This project focuses on Exploratory Data Analysis (EDA) to identify the key determinants that influenced survival during the infamous Titanic accident.
The sinking of the Titanic is one of the most well-known maritime disasters in history. In this project, I delve into the Titanic dataset to uncover patterns and insights that could explain what factors most significantly impacted the chances of survival.

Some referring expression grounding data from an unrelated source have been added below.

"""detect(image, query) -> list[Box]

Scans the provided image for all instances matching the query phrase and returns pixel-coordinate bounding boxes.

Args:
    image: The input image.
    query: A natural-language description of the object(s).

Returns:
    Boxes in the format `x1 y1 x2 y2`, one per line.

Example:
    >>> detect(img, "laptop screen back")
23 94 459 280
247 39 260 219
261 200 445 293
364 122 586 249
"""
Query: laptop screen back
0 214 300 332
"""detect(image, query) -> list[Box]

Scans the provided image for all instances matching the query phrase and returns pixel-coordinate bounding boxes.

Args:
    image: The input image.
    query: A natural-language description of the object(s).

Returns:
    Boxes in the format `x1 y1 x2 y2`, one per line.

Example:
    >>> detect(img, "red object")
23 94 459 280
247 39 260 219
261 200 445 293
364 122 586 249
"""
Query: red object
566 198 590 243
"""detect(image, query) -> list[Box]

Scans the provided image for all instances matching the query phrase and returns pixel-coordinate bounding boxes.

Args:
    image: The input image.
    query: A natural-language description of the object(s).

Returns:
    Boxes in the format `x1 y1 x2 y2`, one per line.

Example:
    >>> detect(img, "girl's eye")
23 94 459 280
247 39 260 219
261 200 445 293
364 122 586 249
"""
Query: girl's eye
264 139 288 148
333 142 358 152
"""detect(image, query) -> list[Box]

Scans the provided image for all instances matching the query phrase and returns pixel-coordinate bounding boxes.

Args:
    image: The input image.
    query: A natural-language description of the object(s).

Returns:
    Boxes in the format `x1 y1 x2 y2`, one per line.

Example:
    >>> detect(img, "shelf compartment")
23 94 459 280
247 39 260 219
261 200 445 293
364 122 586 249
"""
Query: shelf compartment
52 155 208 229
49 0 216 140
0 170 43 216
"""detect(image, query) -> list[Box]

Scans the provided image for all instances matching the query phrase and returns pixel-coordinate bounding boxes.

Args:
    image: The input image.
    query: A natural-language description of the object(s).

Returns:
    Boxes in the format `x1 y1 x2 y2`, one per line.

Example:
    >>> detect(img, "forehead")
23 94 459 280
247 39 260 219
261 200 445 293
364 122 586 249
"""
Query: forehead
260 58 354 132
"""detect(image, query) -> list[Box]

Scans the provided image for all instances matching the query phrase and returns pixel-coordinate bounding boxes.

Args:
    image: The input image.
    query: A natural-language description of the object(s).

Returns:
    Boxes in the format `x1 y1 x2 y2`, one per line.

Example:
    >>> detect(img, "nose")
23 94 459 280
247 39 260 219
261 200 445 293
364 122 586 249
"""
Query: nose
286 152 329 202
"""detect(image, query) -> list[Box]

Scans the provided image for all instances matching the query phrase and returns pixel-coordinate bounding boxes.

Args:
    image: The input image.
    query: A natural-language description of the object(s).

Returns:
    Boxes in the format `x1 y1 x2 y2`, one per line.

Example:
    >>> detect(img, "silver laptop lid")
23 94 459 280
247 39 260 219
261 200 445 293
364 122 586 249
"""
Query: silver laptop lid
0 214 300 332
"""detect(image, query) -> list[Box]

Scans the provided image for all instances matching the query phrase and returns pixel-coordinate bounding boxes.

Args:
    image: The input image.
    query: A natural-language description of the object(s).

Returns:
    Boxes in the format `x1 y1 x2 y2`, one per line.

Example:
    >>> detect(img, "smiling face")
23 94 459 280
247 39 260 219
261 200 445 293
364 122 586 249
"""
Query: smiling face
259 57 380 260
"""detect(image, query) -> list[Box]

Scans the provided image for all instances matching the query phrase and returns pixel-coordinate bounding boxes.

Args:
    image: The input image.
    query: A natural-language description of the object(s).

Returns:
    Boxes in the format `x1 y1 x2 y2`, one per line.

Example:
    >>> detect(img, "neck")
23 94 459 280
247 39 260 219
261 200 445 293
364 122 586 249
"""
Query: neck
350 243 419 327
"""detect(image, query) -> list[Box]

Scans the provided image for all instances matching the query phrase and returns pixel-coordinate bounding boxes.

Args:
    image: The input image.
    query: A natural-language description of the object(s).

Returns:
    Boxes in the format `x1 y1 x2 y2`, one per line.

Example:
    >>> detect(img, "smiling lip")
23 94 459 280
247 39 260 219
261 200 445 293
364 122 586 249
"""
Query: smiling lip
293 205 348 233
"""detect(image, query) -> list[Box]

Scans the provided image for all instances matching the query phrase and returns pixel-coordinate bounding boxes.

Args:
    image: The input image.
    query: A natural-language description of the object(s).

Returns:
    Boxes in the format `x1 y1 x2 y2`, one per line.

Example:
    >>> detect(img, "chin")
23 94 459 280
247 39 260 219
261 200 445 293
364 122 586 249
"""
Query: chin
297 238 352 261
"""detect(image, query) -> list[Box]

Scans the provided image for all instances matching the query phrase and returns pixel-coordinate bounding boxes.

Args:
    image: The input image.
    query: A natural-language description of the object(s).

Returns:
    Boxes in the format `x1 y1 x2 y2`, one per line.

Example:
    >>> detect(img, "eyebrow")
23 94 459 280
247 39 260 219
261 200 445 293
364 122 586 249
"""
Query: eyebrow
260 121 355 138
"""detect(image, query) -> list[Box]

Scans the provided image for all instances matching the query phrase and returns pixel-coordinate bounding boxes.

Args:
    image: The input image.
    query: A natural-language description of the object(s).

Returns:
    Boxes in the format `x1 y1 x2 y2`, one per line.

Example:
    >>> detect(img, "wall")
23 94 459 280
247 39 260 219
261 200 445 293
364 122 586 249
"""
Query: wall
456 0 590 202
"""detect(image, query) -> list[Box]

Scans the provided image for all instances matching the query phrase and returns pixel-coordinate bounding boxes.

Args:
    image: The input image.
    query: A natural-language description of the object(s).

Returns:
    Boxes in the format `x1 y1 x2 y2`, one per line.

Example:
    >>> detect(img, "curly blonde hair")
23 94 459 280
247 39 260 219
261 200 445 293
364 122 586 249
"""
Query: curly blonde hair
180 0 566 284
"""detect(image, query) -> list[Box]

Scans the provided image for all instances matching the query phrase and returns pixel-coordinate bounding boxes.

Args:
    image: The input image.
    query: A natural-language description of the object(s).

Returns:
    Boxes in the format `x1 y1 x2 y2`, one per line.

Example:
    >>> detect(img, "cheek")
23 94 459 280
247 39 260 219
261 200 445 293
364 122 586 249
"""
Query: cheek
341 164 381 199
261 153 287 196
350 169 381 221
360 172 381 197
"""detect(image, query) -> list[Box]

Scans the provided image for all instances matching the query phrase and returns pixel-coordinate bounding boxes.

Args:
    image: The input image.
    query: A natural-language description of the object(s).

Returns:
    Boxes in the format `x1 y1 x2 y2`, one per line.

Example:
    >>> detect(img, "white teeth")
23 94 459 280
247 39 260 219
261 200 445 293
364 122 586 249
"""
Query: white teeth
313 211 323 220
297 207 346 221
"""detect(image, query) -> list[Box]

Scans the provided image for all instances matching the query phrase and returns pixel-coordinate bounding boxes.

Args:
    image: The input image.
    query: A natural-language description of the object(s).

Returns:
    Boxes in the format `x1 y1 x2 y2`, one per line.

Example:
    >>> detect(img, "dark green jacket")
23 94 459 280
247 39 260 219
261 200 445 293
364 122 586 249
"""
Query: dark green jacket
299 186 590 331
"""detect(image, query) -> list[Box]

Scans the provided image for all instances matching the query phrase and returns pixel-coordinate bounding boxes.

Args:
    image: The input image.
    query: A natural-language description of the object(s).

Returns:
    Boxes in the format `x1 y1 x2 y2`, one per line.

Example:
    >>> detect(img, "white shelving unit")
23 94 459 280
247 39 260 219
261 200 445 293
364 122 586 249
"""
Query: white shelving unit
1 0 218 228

Using a combination of statistical analysis and data visualization, this repository aims to provide a comprehensive understanding of the variables at play.
The dataset used for this analysis is the Titanic dataset, which includes various features such as:
PassengerId
Survived (target variable)
Pclass (passenger class)
Name
Sex
Age
SibSp (number of siblings/spouses aboard)

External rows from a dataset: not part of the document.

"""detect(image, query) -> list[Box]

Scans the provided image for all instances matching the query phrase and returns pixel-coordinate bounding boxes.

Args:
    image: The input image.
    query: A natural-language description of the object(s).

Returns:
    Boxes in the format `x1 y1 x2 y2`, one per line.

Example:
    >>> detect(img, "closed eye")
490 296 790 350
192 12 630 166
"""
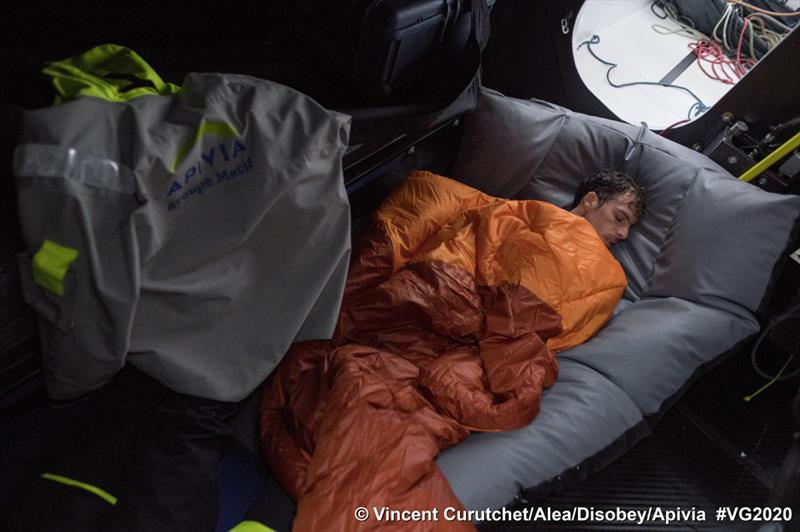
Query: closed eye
615 210 633 225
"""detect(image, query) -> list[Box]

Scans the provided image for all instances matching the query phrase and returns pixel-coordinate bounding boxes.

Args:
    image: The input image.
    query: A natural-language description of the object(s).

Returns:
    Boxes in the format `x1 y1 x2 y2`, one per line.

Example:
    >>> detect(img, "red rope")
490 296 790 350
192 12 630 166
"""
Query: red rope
736 18 749 76
659 118 691 136
688 36 754 85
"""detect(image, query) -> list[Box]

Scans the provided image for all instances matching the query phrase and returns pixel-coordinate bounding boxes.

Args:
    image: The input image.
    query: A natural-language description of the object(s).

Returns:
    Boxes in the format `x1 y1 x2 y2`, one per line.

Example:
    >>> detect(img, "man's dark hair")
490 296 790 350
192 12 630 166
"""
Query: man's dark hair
571 169 646 220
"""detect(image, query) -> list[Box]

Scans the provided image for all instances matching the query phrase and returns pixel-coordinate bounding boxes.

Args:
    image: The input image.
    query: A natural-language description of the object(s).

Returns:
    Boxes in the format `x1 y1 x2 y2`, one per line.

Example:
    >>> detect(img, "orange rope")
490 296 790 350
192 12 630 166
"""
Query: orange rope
728 0 800 17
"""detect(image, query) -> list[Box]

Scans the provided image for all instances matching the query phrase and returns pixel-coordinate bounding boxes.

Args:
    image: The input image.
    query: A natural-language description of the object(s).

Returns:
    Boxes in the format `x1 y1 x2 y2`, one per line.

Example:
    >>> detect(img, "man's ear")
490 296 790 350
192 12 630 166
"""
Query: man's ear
571 191 600 216
582 191 600 210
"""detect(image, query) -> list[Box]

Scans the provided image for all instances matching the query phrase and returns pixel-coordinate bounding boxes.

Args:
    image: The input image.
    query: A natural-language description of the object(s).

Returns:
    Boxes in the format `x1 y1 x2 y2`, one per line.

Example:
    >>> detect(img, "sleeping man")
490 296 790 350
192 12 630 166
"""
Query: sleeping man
258 169 644 531
570 169 645 248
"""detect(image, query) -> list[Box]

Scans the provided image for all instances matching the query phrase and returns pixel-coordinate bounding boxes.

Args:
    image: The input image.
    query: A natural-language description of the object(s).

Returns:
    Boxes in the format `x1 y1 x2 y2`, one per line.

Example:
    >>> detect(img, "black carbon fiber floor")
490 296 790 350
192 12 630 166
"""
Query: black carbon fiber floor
479 340 799 531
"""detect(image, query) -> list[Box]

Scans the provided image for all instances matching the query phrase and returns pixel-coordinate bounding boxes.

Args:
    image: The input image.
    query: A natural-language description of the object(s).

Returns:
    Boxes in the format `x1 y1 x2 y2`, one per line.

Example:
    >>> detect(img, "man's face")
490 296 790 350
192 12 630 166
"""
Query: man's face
579 191 639 247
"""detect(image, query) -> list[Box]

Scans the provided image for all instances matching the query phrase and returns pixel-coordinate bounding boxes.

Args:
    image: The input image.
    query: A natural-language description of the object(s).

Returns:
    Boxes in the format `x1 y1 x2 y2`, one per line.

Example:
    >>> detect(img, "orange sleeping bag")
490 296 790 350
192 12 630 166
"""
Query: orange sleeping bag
260 171 626 530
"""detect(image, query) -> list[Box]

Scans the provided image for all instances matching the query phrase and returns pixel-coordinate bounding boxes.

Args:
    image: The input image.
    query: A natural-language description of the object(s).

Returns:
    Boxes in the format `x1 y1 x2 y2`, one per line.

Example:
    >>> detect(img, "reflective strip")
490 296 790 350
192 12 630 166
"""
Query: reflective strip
40 473 117 505
32 240 79 296
14 143 137 194
228 521 276 532
171 121 241 173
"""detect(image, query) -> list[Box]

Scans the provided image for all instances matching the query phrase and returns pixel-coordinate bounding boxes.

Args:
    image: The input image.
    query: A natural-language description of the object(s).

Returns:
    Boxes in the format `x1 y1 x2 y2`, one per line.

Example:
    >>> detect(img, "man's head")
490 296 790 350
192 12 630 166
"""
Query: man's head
570 170 645 247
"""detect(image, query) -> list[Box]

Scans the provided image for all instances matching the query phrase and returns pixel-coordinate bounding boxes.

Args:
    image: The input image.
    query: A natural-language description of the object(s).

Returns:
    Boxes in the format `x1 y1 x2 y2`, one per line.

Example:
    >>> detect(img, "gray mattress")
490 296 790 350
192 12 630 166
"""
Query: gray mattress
437 89 800 511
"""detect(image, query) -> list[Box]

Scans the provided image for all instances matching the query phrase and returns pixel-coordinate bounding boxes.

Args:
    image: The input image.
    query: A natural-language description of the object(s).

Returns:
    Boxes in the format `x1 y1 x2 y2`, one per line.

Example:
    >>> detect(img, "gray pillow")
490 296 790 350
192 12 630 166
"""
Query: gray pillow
453 89 800 311
645 171 800 314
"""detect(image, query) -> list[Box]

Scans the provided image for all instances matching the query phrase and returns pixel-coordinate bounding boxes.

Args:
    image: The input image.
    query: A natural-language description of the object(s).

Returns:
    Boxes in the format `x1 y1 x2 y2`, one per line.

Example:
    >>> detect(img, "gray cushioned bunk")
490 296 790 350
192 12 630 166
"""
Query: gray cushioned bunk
437 88 800 511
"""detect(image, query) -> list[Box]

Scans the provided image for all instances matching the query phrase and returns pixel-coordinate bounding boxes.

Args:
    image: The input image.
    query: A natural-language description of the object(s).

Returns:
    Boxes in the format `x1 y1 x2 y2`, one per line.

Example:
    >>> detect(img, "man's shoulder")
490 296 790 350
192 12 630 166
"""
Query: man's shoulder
526 200 606 240
534 201 625 275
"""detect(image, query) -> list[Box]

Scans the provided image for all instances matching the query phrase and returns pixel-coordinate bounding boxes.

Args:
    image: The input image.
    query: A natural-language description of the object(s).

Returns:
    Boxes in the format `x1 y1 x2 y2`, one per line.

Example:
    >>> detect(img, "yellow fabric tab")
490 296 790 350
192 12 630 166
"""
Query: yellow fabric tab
40 473 117 505
170 121 241 172
32 240 79 296
228 520 277 532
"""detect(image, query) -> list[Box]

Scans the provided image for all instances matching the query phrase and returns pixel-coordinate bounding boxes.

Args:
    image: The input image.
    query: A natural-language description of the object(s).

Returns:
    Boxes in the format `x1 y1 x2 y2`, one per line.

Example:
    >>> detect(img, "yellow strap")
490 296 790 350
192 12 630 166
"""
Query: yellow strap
739 129 800 182
40 473 117 505
32 240 79 296
228 520 277 532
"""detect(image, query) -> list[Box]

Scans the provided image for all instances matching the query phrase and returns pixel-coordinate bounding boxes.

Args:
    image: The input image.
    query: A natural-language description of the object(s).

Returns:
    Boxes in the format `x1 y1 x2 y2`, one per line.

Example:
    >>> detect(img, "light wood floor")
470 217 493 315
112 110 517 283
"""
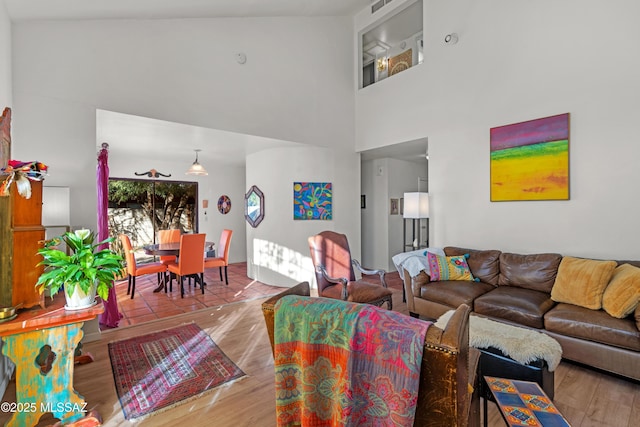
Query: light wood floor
1 290 638 426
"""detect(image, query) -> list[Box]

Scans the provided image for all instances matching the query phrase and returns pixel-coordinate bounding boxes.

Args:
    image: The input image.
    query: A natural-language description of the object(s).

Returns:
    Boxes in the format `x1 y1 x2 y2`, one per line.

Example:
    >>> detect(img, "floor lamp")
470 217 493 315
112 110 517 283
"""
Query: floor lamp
403 192 429 250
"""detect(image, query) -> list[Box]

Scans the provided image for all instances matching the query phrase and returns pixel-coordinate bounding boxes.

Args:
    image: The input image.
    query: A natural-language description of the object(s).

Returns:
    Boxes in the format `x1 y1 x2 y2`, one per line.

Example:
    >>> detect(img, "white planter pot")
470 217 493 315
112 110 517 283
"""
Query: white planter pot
64 281 97 310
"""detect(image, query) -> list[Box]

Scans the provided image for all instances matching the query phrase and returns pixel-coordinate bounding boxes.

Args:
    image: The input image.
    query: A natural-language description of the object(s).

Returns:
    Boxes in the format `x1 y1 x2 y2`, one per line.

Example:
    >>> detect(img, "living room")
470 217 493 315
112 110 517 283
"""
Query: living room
0 0 639 425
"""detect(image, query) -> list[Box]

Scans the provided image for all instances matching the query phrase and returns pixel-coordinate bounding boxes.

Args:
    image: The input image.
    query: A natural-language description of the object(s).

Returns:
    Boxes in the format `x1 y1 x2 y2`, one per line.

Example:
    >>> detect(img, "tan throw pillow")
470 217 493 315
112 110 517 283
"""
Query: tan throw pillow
602 264 640 318
551 257 617 310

Parch (number of parents/children aboard)
Ticket
Fare
Cabin
Embarked (port of embarkation)
Data Cleaning: Handling missing values, correcting data types, and ensuring the dataset is ready for analysis.

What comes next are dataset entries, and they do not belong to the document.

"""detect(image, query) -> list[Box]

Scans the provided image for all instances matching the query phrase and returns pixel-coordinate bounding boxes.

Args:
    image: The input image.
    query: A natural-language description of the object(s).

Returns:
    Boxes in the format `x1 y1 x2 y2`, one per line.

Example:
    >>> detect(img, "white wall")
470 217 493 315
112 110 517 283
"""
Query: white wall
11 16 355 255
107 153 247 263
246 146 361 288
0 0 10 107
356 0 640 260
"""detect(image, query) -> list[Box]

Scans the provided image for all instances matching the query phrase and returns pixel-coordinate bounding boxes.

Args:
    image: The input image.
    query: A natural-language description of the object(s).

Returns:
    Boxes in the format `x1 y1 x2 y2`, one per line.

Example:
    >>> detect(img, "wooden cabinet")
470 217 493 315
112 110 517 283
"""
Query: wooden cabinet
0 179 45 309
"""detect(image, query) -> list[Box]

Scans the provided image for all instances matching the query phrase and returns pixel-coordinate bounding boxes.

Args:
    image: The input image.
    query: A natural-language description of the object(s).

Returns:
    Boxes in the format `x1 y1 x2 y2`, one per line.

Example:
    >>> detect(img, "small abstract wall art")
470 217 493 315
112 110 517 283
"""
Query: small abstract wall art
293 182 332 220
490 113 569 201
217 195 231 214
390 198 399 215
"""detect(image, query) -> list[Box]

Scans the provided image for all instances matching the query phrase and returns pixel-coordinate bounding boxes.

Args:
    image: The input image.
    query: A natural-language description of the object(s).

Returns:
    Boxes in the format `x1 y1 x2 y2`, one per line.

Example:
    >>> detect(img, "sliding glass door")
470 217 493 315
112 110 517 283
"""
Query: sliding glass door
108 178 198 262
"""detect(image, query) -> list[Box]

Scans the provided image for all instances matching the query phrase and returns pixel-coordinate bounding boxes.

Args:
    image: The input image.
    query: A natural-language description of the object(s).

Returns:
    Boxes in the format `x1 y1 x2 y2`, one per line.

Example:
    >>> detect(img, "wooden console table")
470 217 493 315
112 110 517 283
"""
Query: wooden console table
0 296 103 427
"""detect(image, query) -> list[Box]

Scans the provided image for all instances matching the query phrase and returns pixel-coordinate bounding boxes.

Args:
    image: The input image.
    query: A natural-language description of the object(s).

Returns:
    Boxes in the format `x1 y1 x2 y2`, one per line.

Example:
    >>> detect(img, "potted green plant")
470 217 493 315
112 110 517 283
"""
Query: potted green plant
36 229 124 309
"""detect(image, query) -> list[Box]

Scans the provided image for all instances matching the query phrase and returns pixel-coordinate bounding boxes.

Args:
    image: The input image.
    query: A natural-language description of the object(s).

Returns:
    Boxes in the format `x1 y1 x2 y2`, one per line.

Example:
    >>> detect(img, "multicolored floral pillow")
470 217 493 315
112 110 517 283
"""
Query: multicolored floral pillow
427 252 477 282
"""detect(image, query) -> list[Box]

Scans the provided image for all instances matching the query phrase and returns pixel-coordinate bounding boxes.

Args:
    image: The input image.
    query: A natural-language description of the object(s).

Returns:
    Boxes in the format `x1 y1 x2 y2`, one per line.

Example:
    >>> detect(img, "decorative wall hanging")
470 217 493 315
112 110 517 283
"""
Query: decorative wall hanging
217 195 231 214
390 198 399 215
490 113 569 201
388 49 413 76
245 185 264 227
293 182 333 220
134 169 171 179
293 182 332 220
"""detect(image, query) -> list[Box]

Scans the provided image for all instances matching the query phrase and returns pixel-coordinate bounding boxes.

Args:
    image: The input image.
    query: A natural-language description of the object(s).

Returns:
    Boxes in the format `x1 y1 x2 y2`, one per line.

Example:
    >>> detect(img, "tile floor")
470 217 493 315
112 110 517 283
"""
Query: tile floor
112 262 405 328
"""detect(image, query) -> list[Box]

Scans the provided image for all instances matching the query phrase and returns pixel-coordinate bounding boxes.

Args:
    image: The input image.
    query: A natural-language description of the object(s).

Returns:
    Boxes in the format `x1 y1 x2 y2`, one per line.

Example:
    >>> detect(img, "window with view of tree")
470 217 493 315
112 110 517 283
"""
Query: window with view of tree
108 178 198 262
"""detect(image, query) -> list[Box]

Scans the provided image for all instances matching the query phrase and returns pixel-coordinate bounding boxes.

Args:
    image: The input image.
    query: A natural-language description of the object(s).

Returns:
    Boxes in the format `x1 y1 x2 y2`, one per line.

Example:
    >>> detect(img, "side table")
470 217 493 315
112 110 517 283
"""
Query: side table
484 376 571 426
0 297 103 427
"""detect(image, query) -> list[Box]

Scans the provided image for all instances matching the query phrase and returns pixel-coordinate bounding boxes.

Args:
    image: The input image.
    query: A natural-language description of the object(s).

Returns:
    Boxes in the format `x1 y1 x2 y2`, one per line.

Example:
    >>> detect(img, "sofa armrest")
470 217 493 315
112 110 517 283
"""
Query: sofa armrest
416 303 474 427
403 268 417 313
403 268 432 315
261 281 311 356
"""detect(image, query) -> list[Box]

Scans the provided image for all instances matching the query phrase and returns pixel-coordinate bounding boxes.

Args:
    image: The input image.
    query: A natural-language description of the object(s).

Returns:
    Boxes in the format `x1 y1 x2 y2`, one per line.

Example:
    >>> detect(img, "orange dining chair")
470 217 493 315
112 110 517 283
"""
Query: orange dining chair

Exploratory Data Analysis: Generating descriptive statistics and visualizations to understand the distribution and relationships between variables.
Feature Engineering: Creating new features or transforming existing ones to better capture the underlying patterns.
Statistical Analysis: Identifying statistically significant factors affecting survival.
Passenger Class: Higher survival rates among passengers in higher classes (Pclass).
Sex: Females had a significantly higher chance of survival compared to males.
Age: Younger passengers had higher survival rates.
Family Size: The number of siblings/spouses and parents/children aboard had varying impacts on survival chances.
Fare: Higher ticket fares were generally associated with higher survival rates.